Un discours uniforme et aseptisé
Bref, le développement durable, les entreprises en parlent, mais au travers d’un discours minimal, épuré de toute aspérité, de toute tension contradictoire susceptible de faire débat. Or, c’est justement par la promotion du débat public qu’elles pourront réellement valoriser et crédibiliser leur démarche et leur parole. « Le greenwashing est mort, vive le greenspeaking, note Jean Laloux, directeur associé du cabinet Inférences. Les entreprises ont tendance à amplifier le discours sur la réalisation d’actions certes concrètes, mais aux effets marginaux ou non démontrés au regard des enjeux véritables ».

« Quand les entreprises parlent du développement durable, elles pensent majoritairement à… leur développement tout court », résument les sémiologues. Les thèmes relatifs à l’environnement sont relégués en troisième position derrière l’économique, le social, et un peu avant le sociétal. Constat très symptomatique : 49% des interventions “développement durable” des dirigeants portent sur des questions purement économiques… Soit autant que l’environ¬nement (20 %), le social (17 %) et le sociétal (14 %) réunis.

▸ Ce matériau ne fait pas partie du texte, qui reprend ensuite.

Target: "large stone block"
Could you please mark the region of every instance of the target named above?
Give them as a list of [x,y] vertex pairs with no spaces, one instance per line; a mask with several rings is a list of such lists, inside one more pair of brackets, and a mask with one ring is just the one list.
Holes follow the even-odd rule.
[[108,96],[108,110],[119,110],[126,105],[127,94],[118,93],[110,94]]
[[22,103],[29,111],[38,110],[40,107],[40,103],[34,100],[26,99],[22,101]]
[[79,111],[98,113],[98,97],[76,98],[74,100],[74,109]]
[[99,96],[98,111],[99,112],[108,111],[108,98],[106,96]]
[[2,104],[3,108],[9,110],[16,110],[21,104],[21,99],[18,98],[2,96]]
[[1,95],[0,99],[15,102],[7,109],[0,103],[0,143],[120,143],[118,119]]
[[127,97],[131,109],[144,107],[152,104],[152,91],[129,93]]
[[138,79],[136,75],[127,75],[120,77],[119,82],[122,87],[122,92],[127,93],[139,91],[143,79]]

Si l’on s’attarde sur les indicateurs lexicaux, notionnels, sémantiques ou axiologiques, on remarque une étonnante stabilité du discours : pas de prise de position iconoclaste, ou a minima originale. Partout, c’est un déballage des mêmes thématiques, exprimées avec les mêmes mots. « Cela révèle une double carence : celle de la vision et celle de l’incarnation », résume le rapport de l’UJJEF.


Vos commentaires

Posté le 8 avril 2010 à 21:48

Si les entreprises ou institutions veulent survivre au raz de marée que nous connaissons, elles doivent, me semble-t-il, travailler l’éthique. La conscience s’ouvre et nous tolérons de moins en moins les incohérences.
Or, il semble que l’État ne soit devenu qu’un "outil" au service des entreprises.
De doux rêveurs pensent que la République ou la Nation existe encore. Peut-être ? Mais l’être humain constate que le vivant est asservi pour faire de l’argent ! et l’argent ne justifie rien. Et participer à la dégradation du vivant culpabilise. Il vaut mieux prendre la route et se détourner de cette bêtise affligeante. La conscience sera en paix.
Le travail doit générer la justice pour les vivants, tous les vivants. Voici ce que disait J. Rostand en 1953 :
"J’ignore quel sera le système d’économie le plus apte à assurer l’équitable distribution des biens matériels et spirituels ; mais je suis à peu prés sûr que l’époque ne peut plus être lointaine où l’on s’étonnera que durant tant de siècles, tant de choses aient pu rester le privilège de si peu de gens, et que la société ait pu se partager en groupes si inégalement traités qu’on y différait, par le quotient intellectuel, par la résistance aux maladies, par le taux de criminalité."